Face à cette situation, Maombi Kahongya, président de la société civile locale, plaide pour une implication urgente des autorités compétentes.
« Cela fait déjà une semaine et demie que 15 écoles primaires et 8 écoles secondaires sont fermées et que les activités scolaires sont suspendues dans le groupement Malio, chefferie de Bashu, territoire de Beni. Depuis le 26 janvier 2026, les écoles des villages de Vurondo et d’autres localités ont cessé de fonctionner à la suite des attaques meurtrières des rebelles ADF, notamment dans le groupement Mwenye, territoire de Lubero, et dans une partie du village Vurondo, territoire de Beni. Les élèves et les écoliers ont fui pour leur sécurité. Beaucoup se sont réfugiés dans le village Butuhe et d’autres dans la ville de Butembo. La société civile, force vive de la RDC, noyau de Bashu, alerte le gouvernement congolais afin qu’il prenne ses responsabilités pour le rétablissement de la paix dans ces zones où opèrent les terroristes des Forces démocratiques alliées (ADF) », a-t-il exhorté.
De son côté, le directeur provincial de l’Éducation Nord-Kivu II appelle les gestionnaires des écoles relevant de sa juridiction à accueillir les élèves déplacés en provenance des groupements récemment touchés par l’insécurité.Monsieur Norbert Bisimwa Balekembaka Provid recommande aux sous-PROVED de préparer des lettres d’attestation et de recommandation pour accompagner ces enfants déplacés, y compris ceux en période d’examens.

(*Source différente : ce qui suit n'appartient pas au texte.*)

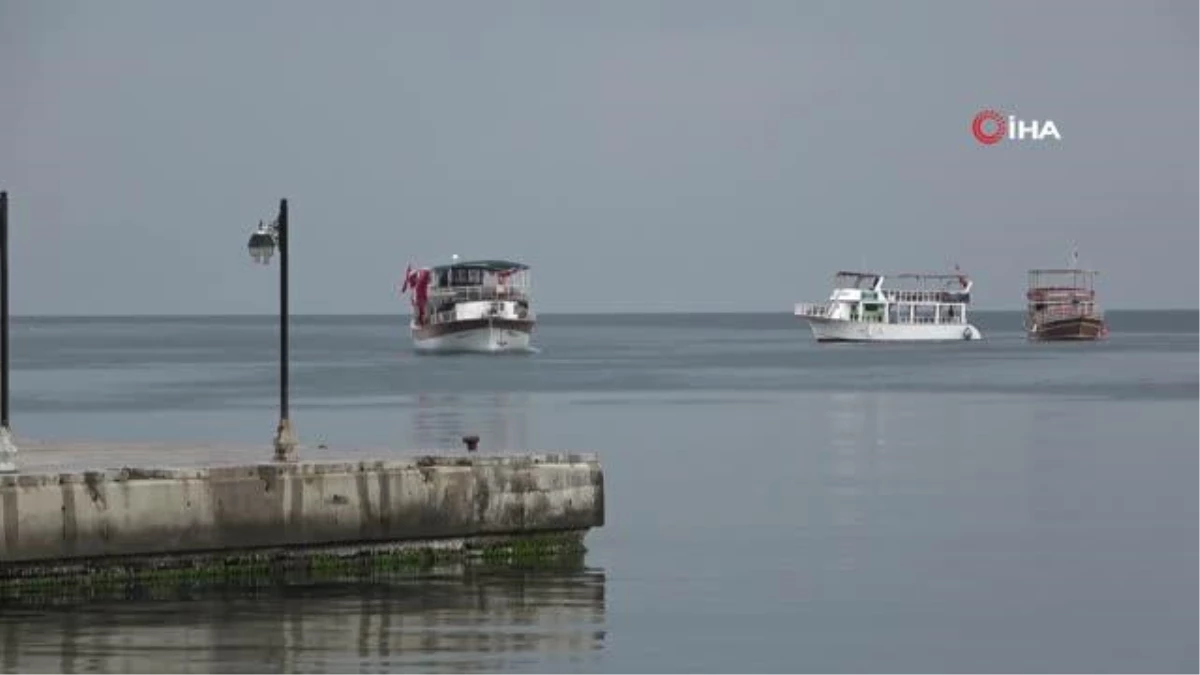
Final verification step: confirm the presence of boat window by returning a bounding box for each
[450,268,484,286]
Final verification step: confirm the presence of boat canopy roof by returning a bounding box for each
[432,261,529,271]
[1030,268,1099,275]
[834,271,967,280]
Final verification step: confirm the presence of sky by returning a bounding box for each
[0,0,1200,315]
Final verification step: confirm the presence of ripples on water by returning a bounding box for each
[0,569,605,674]
[0,312,1200,675]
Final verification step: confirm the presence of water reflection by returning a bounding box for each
[0,569,605,674]
[413,392,530,452]
[822,392,884,571]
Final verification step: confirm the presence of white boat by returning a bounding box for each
[794,271,983,342]
[400,256,536,353]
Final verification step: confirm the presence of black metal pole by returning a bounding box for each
[0,192,8,429]
[280,199,288,420]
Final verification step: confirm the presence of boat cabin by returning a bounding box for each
[428,261,529,313]
[798,271,972,324]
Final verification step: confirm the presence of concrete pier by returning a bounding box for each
[0,447,605,584]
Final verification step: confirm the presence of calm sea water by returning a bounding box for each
[0,312,1200,675]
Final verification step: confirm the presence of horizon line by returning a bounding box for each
[8,307,1200,319]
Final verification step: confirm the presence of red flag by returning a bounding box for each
[400,263,413,293]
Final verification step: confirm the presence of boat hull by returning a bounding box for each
[804,317,983,342]
[1026,316,1108,342]
[412,318,534,353]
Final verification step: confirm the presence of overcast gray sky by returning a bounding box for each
[0,0,1200,315]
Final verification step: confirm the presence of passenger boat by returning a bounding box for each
[1025,256,1109,341]
[794,268,983,342]
[400,256,536,353]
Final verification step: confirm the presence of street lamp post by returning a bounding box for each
[0,192,17,473]
[250,199,296,461]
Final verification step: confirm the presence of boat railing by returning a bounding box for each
[1028,303,1104,321]
[430,286,529,303]
[883,288,970,304]
[794,303,833,318]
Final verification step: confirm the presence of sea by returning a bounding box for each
[0,311,1200,675]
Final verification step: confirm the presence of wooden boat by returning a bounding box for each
[400,256,536,353]
[1025,261,1109,341]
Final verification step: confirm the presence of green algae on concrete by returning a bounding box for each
[0,532,586,602]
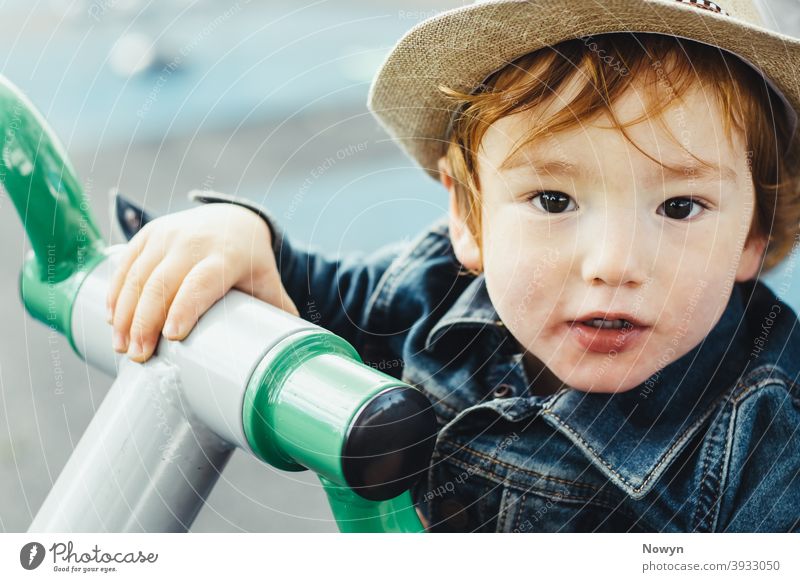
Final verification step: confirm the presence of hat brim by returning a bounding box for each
[368,0,800,178]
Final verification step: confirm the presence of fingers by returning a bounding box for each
[164,255,232,340]
[235,271,300,317]
[112,245,162,352]
[128,258,187,362]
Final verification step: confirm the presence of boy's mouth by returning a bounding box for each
[569,312,649,353]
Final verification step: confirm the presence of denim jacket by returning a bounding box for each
[196,194,800,532]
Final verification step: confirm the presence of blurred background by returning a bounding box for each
[0,0,800,532]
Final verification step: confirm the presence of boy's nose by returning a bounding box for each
[581,212,658,287]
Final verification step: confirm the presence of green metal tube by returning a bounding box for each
[0,76,105,351]
[319,475,425,533]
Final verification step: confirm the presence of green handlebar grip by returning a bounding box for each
[0,70,105,349]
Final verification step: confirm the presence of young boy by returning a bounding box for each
[109,0,800,531]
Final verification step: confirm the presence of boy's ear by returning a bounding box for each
[736,235,767,283]
[439,156,482,271]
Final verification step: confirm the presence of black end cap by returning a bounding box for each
[342,386,437,501]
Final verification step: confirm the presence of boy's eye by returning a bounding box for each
[661,198,706,220]
[530,190,575,214]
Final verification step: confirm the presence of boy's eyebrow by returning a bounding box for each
[499,151,739,185]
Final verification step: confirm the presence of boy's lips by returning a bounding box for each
[567,311,649,353]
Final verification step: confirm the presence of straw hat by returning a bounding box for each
[368,0,800,178]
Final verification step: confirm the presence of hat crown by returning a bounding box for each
[473,0,764,26]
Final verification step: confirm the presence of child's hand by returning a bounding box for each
[106,203,299,362]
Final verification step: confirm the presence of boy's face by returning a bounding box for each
[442,80,764,392]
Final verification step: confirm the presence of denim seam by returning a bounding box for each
[711,374,794,532]
[691,406,727,531]
[542,407,711,502]
[512,491,527,531]
[441,438,600,493]
[495,487,512,532]
[440,456,608,509]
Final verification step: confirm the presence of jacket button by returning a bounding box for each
[492,384,514,398]
[439,499,469,531]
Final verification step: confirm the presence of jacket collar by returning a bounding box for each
[425,275,764,499]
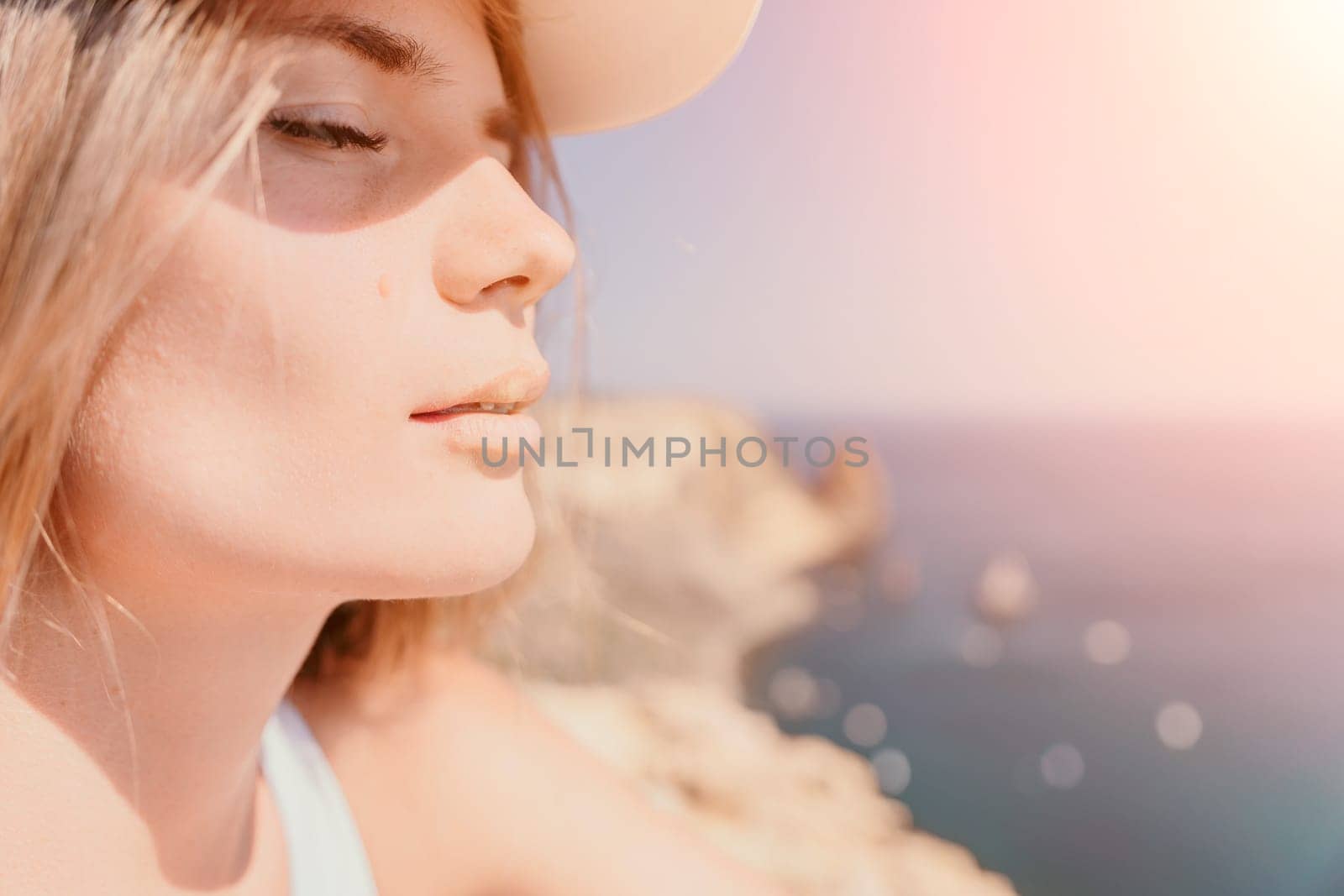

« Nous déplorons la situation socio-sécuritaire précaire qui persiste dans la province et qui affecte directement les activités scolaires. Pour leur sécurité, les familles se déplacent avec leurs enfants en âge scolaire. À leur arrivée, nous avons instruit les gestionnaires de proximité, notamment les sous-PROVED, les coordinateurs et les conseillers résidents, de prendre en charge ces enfants déplacés. Les sous-PROVED doivent faciliter leur inscription, les recenser et assurer la poursuite normale de leurs études dans les écoles de Butembo ou de Lubero. Les élèves reçoivent des attestations et des lettres de recommandation leur permettant de s’inscrire dans les écoles de leur choix, aussi bien au primaire qu’au secondaire », a-t-il expliqué.
Il convient de souligner que depuis l’incursion des rebelles ADF dans le groupement Mwenye, les élèves et les enseignants de plusieurs villages vivent dans l’incertitude, ne sachant plus à quel saint se vouer, regrette le président de la société civile, Maombi Kahongya.